İnsanlara güvenemiyorum, yıllardır hayatıma birini alamıyorum ve bir savunma mekanizması olarak insanları kendimden uzaklaştırıyorum. Bunların hiçbirini isteyerek yapmıyorum. 30 yaşımdan baktığımda hayatımda açtıkları yaralar öyle büyük ki, artık bu yaraların bir tanesini onaracak gücüm bile yok. Bazen de nasıl ayakta kalabildiğime bile şaşırıyorum. İkisi arasında yıllardır bitmeyen bu meselede en masum olan ben olduğum halde, en ağır yükleri taşımakla cezalandırılmış olan da benim. Ve ne yazık ki, geçmişte ailenizin açtığı yaraları yetişkinlik döneminizde daha derinden hissediyorsunuz. Oysa çocukken çok masumsunuz, bunları düşünmek aklınızın ucundan bile geçmiyor. Ama sonra yetişkinlik döneminizde anlıyorsunuz, hayatınızı nasıl da olumsuz bir şekilde etkilediklerini.

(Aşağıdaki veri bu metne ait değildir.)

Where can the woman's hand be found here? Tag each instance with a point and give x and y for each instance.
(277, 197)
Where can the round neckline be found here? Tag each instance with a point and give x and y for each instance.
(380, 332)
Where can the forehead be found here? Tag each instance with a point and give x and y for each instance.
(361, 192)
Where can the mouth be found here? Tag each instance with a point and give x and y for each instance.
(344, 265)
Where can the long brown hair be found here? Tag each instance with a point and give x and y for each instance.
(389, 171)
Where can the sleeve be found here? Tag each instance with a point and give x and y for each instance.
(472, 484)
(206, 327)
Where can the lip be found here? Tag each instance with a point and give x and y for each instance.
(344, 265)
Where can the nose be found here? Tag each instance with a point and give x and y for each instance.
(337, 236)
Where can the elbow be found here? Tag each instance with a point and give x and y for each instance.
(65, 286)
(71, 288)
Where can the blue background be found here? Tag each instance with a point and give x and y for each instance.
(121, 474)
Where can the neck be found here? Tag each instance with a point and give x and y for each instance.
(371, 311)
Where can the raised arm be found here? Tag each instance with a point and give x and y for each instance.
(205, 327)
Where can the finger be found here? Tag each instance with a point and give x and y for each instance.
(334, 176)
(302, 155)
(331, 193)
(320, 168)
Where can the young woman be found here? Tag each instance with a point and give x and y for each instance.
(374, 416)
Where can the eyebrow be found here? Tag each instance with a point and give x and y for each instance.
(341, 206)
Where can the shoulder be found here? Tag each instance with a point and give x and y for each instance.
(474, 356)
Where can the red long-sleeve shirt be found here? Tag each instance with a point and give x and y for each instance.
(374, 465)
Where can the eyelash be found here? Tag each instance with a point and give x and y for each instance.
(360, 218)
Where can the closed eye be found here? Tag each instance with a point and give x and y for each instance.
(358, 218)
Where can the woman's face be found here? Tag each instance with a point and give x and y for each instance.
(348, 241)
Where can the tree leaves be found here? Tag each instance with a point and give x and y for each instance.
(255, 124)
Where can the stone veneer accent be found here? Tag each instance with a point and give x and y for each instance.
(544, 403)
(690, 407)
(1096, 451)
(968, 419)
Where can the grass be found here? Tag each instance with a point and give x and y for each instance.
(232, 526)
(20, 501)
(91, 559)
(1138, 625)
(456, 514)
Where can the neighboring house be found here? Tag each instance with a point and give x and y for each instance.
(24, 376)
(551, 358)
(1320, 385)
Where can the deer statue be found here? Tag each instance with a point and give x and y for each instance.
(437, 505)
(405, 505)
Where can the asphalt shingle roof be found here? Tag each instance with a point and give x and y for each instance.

Aslında bu konuda anlatacak çok şeyim var, bir sonraki yazıda devam edeceğim. İçimi dökmek, en azından burada olsa bile bana iyi geliyor. Bu ilk yazı ve ilk duygulanım olarak burada kalsın isterim.
6 yorum:
Bir şeyler yazmak istedim ama boğazımda takılı kaldı, sadece çok güzel ifade etmişsiniz duygularınızı ve bu konu üzerinde ne çok düşündüğünüz belli oluyor, umarım bundan sonrası aksine çok güzel geçer demek istiyorum.
Ben hayatında “o kişi”yi arayanlara şunu söylemek isterim hep, o kişi”ler”i bul, yani dostlar, arkadaşlar, sana iyi gelen tanışıklar.. Tek kişi çünkü hem olanaksız gibi her açıdan mükemmel olması veya hep öyle kalması, hem de ne bileyim, orta direk üç keyifli arkadaş bir şahane sevgiliye beş basar bence :) Annenizin böyle destekleri olsaymış hayatta, birkaç teyze, abi.. Ne farklı olabilirmiş.. Olmamış. Ama belki siz bunu onarabilirsiniz kendi yaşamınızda. Güvenmek çok zor, güvenmeyin de bu devirde. Ama birkaç kişi çıkar mutlaka, ufak ayrıntılar; hastayken bir arar sorar, sıkıntılı anınızda bir güldürür, sürpriz bir buluşmada çok güzel bir gün geçirtir ;) bunları unutmamalı.. Hayatta inanın sadece bunlar önemli…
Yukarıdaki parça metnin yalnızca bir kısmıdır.